Après s’être attaqué à une pure fiction avec la dernière production citée, adaptée du roman de Philip Roth, David Simon retrouve son terrain familier en transposant We Own the City, un essai documentaire de Justin Fenton, journaliste au Baltimore Sun où lui-même travailla durant une douzaine d’années. L’enjeu s’inverse. S’il avait fallu pour Le Complot contre l’Amérique placer des personnages fictifs dans un contexte précisément documenté, il s’est agi cette fois de transformer les individus réels de We Own This City, en personnages de fiction.

Au sujet de son travail sur le Complot, David Simon s’était exprimé sur l’avantage que lui donnait le fait d’être né et d’avoir été élevé dans une famille juive ne serait-ce qu’en terme d’économie de temps et d’énergie.

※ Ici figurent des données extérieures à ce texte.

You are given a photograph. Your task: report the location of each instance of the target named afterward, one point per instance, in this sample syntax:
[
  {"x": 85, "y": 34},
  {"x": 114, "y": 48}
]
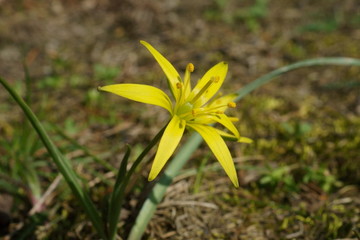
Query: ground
[{"x": 300, "y": 177}]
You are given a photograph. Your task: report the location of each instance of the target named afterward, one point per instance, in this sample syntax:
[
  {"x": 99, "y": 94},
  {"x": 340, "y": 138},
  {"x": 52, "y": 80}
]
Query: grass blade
[{"x": 157, "y": 193}]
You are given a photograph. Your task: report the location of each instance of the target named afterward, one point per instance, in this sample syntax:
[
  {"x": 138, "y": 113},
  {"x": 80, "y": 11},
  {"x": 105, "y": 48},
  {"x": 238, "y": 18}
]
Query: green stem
[
  {"x": 62, "y": 163},
  {"x": 118, "y": 196},
  {"x": 158, "y": 192}
]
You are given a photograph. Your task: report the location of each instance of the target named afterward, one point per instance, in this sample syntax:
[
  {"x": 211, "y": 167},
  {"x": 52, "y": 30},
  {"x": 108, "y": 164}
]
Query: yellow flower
[{"x": 194, "y": 109}]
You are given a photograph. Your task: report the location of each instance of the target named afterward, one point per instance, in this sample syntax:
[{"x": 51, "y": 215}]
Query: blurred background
[{"x": 299, "y": 179}]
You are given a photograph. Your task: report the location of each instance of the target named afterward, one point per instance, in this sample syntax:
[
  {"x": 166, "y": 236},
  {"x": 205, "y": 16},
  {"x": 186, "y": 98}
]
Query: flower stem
[{"x": 118, "y": 194}]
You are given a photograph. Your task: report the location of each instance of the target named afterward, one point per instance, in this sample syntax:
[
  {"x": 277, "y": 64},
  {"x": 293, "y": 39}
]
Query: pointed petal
[
  {"x": 169, "y": 141},
  {"x": 231, "y": 137},
  {"x": 219, "y": 149},
  {"x": 141, "y": 93},
  {"x": 218, "y": 71},
  {"x": 222, "y": 101},
  {"x": 245, "y": 140},
  {"x": 169, "y": 70}
]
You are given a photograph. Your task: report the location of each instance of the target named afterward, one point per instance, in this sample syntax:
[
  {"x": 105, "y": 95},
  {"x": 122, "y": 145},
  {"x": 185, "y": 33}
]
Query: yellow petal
[
  {"x": 169, "y": 70},
  {"x": 231, "y": 137},
  {"x": 167, "y": 145},
  {"x": 217, "y": 72},
  {"x": 141, "y": 93},
  {"x": 219, "y": 149},
  {"x": 245, "y": 140}
]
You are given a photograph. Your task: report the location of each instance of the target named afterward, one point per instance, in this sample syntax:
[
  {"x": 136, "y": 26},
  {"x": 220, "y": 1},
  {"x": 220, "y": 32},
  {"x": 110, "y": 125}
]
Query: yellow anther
[
  {"x": 232, "y": 105},
  {"x": 179, "y": 85},
  {"x": 190, "y": 67}
]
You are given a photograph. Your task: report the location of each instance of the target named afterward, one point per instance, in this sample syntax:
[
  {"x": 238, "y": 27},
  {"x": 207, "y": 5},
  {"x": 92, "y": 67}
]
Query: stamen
[{"x": 232, "y": 105}]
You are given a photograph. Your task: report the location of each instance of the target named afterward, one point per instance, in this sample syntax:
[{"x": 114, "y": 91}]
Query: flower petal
[
  {"x": 169, "y": 70},
  {"x": 140, "y": 93},
  {"x": 231, "y": 137},
  {"x": 222, "y": 101},
  {"x": 219, "y": 149},
  {"x": 219, "y": 72},
  {"x": 226, "y": 122},
  {"x": 169, "y": 141}
]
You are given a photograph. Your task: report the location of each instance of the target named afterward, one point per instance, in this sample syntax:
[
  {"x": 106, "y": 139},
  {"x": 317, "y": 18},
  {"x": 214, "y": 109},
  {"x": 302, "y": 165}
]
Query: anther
[
  {"x": 232, "y": 105},
  {"x": 190, "y": 67}
]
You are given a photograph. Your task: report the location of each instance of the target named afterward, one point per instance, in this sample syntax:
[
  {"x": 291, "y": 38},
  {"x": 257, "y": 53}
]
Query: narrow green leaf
[{"x": 62, "y": 163}]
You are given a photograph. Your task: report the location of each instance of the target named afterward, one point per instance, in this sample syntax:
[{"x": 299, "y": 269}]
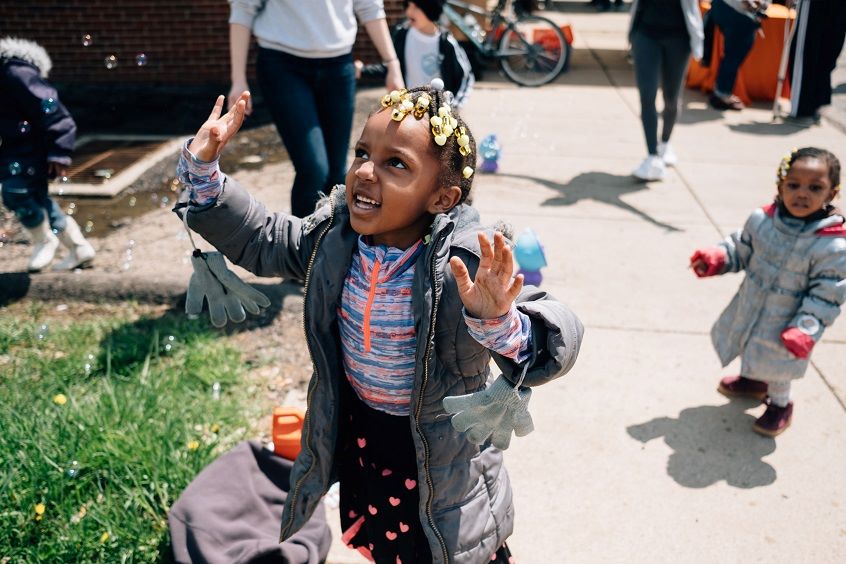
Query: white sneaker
[
  {"x": 44, "y": 245},
  {"x": 652, "y": 168},
  {"x": 665, "y": 151},
  {"x": 80, "y": 252}
]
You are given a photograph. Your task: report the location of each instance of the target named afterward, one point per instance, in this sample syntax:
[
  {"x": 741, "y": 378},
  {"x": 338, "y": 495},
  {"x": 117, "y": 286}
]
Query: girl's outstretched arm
[
  {"x": 494, "y": 289},
  {"x": 217, "y": 130}
]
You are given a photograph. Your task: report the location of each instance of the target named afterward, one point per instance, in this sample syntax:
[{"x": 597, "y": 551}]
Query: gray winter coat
[
  {"x": 795, "y": 277},
  {"x": 465, "y": 497}
]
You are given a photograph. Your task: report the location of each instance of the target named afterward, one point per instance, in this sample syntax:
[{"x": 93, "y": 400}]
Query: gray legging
[{"x": 659, "y": 60}]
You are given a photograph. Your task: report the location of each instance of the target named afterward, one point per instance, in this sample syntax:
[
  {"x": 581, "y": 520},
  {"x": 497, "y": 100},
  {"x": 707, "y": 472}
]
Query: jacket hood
[{"x": 26, "y": 50}]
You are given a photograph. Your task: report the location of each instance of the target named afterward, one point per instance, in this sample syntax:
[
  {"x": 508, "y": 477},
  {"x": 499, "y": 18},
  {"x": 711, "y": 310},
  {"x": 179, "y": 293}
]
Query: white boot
[
  {"x": 44, "y": 245},
  {"x": 80, "y": 251}
]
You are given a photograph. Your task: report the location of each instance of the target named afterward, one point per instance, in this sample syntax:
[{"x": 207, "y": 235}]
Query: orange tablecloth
[{"x": 758, "y": 75}]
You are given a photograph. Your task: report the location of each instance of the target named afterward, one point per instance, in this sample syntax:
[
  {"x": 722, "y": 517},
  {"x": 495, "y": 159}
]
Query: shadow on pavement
[
  {"x": 712, "y": 444},
  {"x": 768, "y": 128},
  {"x": 600, "y": 187}
]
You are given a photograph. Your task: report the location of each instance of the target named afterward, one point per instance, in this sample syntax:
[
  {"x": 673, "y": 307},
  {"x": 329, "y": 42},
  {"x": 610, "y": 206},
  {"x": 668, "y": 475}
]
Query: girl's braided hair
[
  {"x": 454, "y": 163},
  {"x": 825, "y": 156}
]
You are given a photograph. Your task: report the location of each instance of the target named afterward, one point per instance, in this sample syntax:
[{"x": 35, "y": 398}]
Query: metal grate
[{"x": 99, "y": 160}]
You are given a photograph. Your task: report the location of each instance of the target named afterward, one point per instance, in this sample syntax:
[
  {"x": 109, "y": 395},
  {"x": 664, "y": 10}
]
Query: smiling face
[
  {"x": 806, "y": 188},
  {"x": 392, "y": 185}
]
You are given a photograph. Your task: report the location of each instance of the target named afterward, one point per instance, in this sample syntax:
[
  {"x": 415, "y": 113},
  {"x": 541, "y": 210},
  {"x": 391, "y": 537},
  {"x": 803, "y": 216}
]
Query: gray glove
[
  {"x": 227, "y": 295},
  {"x": 493, "y": 412}
]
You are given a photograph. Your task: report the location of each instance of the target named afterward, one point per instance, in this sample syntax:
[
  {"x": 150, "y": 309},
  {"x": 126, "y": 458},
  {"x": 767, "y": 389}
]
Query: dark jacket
[
  {"x": 49, "y": 131},
  {"x": 465, "y": 497},
  {"x": 453, "y": 62}
]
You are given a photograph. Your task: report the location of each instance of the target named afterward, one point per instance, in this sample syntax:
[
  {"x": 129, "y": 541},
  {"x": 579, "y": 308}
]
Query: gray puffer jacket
[
  {"x": 795, "y": 277},
  {"x": 465, "y": 497}
]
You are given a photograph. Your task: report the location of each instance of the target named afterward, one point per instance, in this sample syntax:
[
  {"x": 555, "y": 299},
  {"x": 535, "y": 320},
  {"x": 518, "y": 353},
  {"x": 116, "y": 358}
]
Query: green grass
[{"x": 139, "y": 422}]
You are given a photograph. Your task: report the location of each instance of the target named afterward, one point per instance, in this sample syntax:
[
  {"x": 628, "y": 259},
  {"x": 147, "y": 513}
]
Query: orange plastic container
[{"x": 287, "y": 430}]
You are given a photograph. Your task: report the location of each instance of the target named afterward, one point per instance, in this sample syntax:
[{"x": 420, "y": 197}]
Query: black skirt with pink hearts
[{"x": 377, "y": 470}]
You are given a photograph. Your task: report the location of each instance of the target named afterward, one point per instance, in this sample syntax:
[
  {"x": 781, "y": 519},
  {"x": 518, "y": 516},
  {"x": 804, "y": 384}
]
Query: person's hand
[
  {"x": 493, "y": 412},
  {"x": 708, "y": 262},
  {"x": 56, "y": 170},
  {"x": 494, "y": 290},
  {"x": 797, "y": 342},
  {"x": 217, "y": 131},
  {"x": 235, "y": 92},
  {"x": 394, "y": 81}
]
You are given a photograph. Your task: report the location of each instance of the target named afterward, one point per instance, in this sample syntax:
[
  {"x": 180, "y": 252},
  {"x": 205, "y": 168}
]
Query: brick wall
[{"x": 185, "y": 42}]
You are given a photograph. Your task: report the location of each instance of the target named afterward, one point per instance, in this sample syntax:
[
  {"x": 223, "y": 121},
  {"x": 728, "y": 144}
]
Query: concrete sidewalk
[{"x": 635, "y": 456}]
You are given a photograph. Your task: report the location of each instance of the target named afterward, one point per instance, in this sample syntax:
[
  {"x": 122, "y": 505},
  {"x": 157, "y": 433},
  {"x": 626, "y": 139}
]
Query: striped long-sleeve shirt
[{"x": 378, "y": 338}]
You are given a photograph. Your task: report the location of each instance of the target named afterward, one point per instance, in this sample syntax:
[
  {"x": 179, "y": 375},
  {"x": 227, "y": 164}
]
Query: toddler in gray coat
[{"x": 794, "y": 255}]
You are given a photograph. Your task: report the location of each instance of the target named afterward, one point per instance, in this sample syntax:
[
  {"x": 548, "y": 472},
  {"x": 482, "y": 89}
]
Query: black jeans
[
  {"x": 659, "y": 61},
  {"x": 312, "y": 103},
  {"x": 739, "y": 33}
]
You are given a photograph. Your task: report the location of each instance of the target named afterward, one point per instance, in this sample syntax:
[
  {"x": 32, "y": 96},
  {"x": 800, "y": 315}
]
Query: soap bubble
[
  {"x": 49, "y": 106},
  {"x": 72, "y": 471}
]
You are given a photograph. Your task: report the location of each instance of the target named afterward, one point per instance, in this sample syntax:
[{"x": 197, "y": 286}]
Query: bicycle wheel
[{"x": 532, "y": 51}]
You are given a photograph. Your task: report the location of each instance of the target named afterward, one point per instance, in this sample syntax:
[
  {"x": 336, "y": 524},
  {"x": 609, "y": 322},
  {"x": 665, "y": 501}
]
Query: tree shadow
[
  {"x": 712, "y": 444},
  {"x": 600, "y": 187}
]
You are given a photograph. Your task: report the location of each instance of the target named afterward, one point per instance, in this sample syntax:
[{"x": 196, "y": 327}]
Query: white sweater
[{"x": 306, "y": 28}]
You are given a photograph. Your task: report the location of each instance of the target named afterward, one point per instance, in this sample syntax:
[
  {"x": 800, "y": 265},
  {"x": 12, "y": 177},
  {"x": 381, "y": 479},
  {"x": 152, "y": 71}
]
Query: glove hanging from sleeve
[
  {"x": 493, "y": 412},
  {"x": 227, "y": 295}
]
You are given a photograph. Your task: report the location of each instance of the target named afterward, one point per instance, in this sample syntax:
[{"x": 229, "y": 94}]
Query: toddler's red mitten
[
  {"x": 797, "y": 342},
  {"x": 708, "y": 262}
]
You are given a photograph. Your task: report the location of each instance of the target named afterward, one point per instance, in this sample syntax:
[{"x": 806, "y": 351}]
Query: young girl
[
  {"x": 794, "y": 253},
  {"x": 406, "y": 301}
]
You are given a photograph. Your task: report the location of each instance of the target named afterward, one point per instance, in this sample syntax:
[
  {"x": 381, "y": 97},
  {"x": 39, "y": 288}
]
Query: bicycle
[{"x": 531, "y": 50}]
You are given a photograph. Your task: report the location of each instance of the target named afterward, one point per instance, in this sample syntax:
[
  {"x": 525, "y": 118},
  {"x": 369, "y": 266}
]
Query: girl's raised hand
[
  {"x": 218, "y": 130},
  {"x": 493, "y": 291}
]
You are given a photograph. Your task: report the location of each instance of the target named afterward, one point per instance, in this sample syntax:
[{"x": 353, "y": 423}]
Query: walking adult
[
  {"x": 306, "y": 75},
  {"x": 819, "y": 40},
  {"x": 663, "y": 34},
  {"x": 738, "y": 21}
]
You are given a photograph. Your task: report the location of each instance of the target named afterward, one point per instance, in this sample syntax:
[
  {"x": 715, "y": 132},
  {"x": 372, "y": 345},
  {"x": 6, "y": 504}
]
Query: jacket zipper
[
  {"x": 429, "y": 342},
  {"x": 307, "y": 423}
]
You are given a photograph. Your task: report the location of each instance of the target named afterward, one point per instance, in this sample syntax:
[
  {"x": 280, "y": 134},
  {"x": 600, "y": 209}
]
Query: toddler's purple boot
[
  {"x": 774, "y": 420},
  {"x": 742, "y": 387}
]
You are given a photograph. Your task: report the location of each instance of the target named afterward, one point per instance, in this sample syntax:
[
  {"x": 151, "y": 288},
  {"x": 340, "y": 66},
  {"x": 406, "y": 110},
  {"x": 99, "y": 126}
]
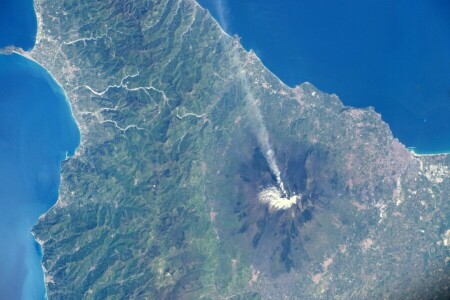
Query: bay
[{"x": 37, "y": 132}]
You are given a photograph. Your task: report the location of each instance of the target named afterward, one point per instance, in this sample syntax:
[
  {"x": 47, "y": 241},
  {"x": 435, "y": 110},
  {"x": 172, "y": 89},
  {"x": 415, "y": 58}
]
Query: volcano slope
[{"x": 163, "y": 199}]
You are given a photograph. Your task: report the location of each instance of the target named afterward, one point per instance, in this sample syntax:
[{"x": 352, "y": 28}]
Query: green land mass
[{"x": 161, "y": 199}]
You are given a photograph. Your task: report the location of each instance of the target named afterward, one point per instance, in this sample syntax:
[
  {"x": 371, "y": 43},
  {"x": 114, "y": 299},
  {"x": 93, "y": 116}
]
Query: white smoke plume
[{"x": 259, "y": 126}]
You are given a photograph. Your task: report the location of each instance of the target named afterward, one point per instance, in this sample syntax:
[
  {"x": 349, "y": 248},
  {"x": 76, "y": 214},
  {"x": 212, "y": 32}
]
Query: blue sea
[
  {"x": 37, "y": 132},
  {"x": 392, "y": 55}
]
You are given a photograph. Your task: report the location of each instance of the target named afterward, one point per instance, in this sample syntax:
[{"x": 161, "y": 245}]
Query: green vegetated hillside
[{"x": 161, "y": 199}]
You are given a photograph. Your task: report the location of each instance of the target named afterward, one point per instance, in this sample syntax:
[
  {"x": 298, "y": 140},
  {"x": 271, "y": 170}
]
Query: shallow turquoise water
[
  {"x": 37, "y": 130},
  {"x": 393, "y": 55}
]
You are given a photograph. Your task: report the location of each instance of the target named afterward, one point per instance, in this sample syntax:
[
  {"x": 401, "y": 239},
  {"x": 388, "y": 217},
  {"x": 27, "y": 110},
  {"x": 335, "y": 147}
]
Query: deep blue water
[
  {"x": 37, "y": 131},
  {"x": 17, "y": 23},
  {"x": 393, "y": 55}
]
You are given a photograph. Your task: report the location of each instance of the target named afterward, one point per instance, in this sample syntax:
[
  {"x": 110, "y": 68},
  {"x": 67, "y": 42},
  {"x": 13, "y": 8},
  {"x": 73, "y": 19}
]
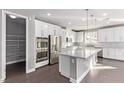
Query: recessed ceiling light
[
  {"x": 105, "y": 14},
  {"x": 108, "y": 22},
  {"x": 83, "y": 19},
  {"x": 69, "y": 23},
  {"x": 48, "y": 14},
  {"x": 12, "y": 16}
]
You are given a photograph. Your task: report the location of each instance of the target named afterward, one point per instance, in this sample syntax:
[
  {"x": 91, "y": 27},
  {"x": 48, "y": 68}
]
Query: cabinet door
[
  {"x": 105, "y": 53},
  {"x": 57, "y": 30},
  {"x": 37, "y": 28},
  {"x": 51, "y": 29},
  {"x": 119, "y": 54},
  {"x": 44, "y": 29},
  {"x": 109, "y": 35},
  {"x": 111, "y": 53},
  {"x": 101, "y": 35},
  {"x": 121, "y": 34},
  {"x": 116, "y": 34}
]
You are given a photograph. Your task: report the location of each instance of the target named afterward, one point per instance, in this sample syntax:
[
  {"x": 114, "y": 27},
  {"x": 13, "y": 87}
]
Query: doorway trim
[{"x": 4, "y": 13}]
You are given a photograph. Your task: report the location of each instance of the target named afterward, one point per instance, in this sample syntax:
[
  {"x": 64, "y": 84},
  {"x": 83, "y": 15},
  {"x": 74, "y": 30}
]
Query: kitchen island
[{"x": 75, "y": 62}]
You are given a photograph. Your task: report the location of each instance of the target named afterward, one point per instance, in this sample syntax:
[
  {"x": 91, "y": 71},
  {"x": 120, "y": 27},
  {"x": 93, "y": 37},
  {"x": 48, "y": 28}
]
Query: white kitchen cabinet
[
  {"x": 57, "y": 30},
  {"x": 41, "y": 29},
  {"x": 109, "y": 53},
  {"x": 117, "y": 33},
  {"x": 121, "y": 34},
  {"x": 37, "y": 28},
  {"x": 101, "y": 35},
  {"x": 109, "y": 35},
  {"x": 44, "y": 29},
  {"x": 119, "y": 54},
  {"x": 113, "y": 53},
  {"x": 106, "y": 53},
  {"x": 50, "y": 29},
  {"x": 79, "y": 37}
]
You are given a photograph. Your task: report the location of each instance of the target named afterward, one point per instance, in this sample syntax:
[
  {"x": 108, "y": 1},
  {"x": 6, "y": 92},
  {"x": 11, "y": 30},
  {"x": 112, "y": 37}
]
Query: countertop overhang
[{"x": 79, "y": 52}]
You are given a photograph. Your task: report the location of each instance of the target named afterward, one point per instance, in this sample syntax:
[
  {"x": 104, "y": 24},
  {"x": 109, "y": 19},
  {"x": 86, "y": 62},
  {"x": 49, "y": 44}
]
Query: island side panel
[
  {"x": 64, "y": 65},
  {"x": 83, "y": 67},
  {"x": 73, "y": 68}
]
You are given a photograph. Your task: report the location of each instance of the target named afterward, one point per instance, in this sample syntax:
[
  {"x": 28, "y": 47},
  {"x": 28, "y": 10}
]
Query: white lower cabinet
[{"x": 113, "y": 53}]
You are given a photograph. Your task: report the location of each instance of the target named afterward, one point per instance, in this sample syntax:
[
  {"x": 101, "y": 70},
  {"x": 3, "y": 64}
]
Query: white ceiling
[{"x": 64, "y": 16}]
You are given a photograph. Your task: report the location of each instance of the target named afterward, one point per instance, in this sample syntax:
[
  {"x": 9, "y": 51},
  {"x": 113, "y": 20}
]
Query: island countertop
[{"x": 79, "y": 52}]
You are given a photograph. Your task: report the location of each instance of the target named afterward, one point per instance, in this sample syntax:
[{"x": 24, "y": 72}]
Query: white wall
[
  {"x": 0, "y": 45},
  {"x": 31, "y": 48},
  {"x": 31, "y": 43}
]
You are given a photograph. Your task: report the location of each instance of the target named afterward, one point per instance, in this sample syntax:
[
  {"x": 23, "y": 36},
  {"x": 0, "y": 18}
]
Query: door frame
[{"x": 4, "y": 13}]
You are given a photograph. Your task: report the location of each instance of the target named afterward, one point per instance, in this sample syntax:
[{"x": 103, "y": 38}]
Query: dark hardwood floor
[
  {"x": 106, "y": 71},
  {"x": 46, "y": 74}
]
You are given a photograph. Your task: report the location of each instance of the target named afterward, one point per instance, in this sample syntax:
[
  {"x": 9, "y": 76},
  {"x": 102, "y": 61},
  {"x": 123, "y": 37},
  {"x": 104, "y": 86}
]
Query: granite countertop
[{"x": 80, "y": 52}]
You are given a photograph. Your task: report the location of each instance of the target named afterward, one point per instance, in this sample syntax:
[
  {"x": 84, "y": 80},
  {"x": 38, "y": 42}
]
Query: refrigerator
[{"x": 55, "y": 43}]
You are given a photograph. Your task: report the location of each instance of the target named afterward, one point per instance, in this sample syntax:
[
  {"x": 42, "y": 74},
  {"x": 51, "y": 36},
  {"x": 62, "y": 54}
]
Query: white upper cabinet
[
  {"x": 115, "y": 34},
  {"x": 109, "y": 35},
  {"x": 121, "y": 34},
  {"x": 57, "y": 30},
  {"x": 101, "y": 35},
  {"x": 41, "y": 29},
  {"x": 37, "y": 28},
  {"x": 79, "y": 37},
  {"x": 51, "y": 29}
]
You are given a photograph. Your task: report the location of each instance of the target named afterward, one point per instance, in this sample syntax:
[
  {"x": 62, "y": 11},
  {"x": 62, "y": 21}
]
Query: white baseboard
[
  {"x": 16, "y": 61},
  {"x": 31, "y": 70},
  {"x": 40, "y": 64},
  {"x": 65, "y": 75},
  {"x": 81, "y": 78},
  {"x": 2, "y": 80}
]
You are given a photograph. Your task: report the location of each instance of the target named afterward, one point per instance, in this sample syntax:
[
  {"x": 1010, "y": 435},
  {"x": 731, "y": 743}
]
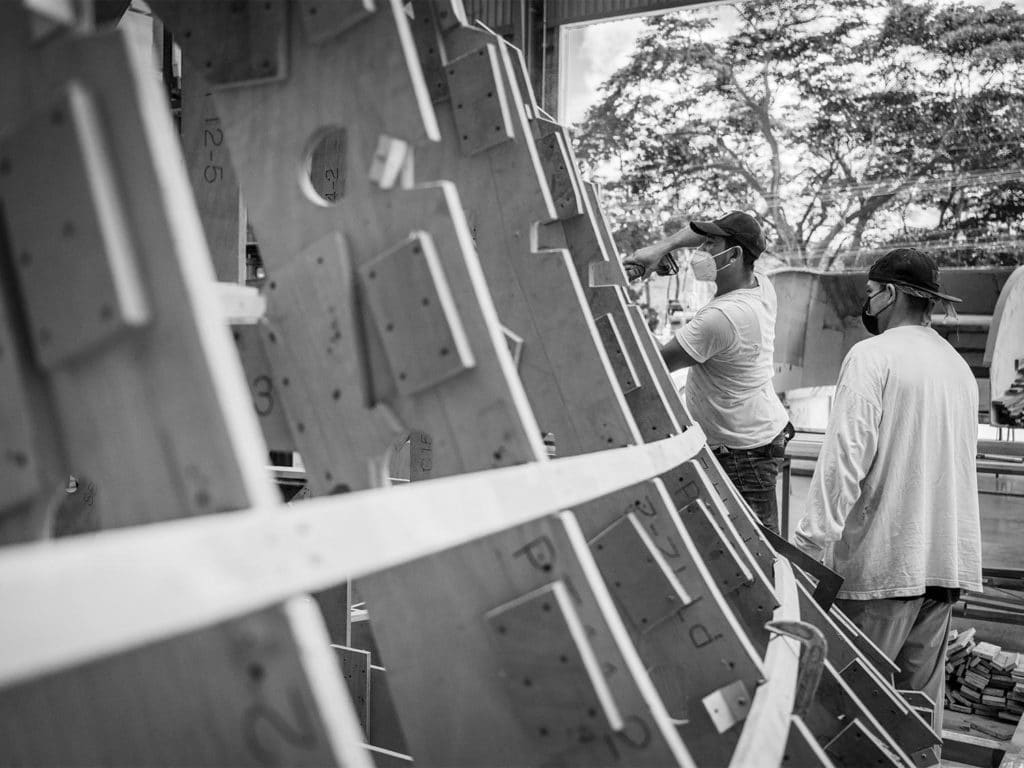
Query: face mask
[
  {"x": 706, "y": 266},
  {"x": 871, "y": 321}
]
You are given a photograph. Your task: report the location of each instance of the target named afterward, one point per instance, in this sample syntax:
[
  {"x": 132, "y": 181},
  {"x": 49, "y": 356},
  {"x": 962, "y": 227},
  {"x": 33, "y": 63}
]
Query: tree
[{"x": 844, "y": 124}]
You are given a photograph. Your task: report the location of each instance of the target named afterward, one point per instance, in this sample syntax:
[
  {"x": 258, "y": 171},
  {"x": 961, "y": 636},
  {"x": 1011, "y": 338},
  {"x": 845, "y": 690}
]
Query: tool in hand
[{"x": 668, "y": 265}]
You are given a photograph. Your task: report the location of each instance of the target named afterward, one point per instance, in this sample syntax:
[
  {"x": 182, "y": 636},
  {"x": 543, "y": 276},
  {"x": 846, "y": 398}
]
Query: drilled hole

De son point de vue, des mois et des mois auraient été nécessaires à un goy pour portraiturer avec leur justesse le milieu juif du Complot, que lui, en revanche, connaissait intimement depuis l’enfance.

Avec We own this City, David Simon retrouve une famille plus vaste, Baltimore, sa ville originelle, celle qu’il a arpenté des années durant aux côtés des patrouilles de police, le berceau de The Wire, l’archétype de la ville américaine perclue de chômage, de misère, de meurtres, de drogues, de décrépitude urbaine et de brutalité policière. Les personnages de la série ont vécu dans les rues de cette ville, on se souvient d’eux. Il ne s’agit pas d’évoquer Brutus ou Lady Macbeth, qui peuvent, au fond, avoir n’importe quel visage mais de personnes toujours vivantes ou récemment décédées auxquelles il faut rendre justice, quelles qu’elles soient.

Le cadre historique est également primordial, il n’est pas certain que des téléspectateurs européens le connaissent très bien. Le 12 avril 2015, à Baltimore, Freddie Gray, un jeune afro-américain, est arrêté par la police avec une telle brutalité qu’il décède une semaine plus tard de ses blessures, plusieurs de ses cervicales brisées et sa trachée écrasée. Des témoins ont enregistré l’interpellation constituant autant de preuves accablantes contre la police. Une manifestation à la mémoire de Freddie Gray scande « pas de paix sans justice » (no justice, no peace), des émeutes suivent, le maire et le gouverneur imposent tour à tour le couvre-feu puis l’État d’Urgence et l’intervention de la garde nationale.

Au mépris de la plus élémentaire justice, le tribunal acquittera ultérieurement les 6 policiers accusés d’homicide, ou abandonnera les charges à leur égard.

Aux Etats-Unis, les policiers « sont protégés par la règle de l’« immunité qualifiée« , qui empêche de poursuivre des officiers de police pour des actions dans l’exercice de leurs fonctions, et par des conventions collectives, négociées par leurs puissants syndicats, qui entravent les poursuites. » (1) Fautes de statistiques, on estime qu’environ un millier de personnes sont tuées chaque année par la police. Il s’agit bien évidemment de noirs dans leur grande majorité.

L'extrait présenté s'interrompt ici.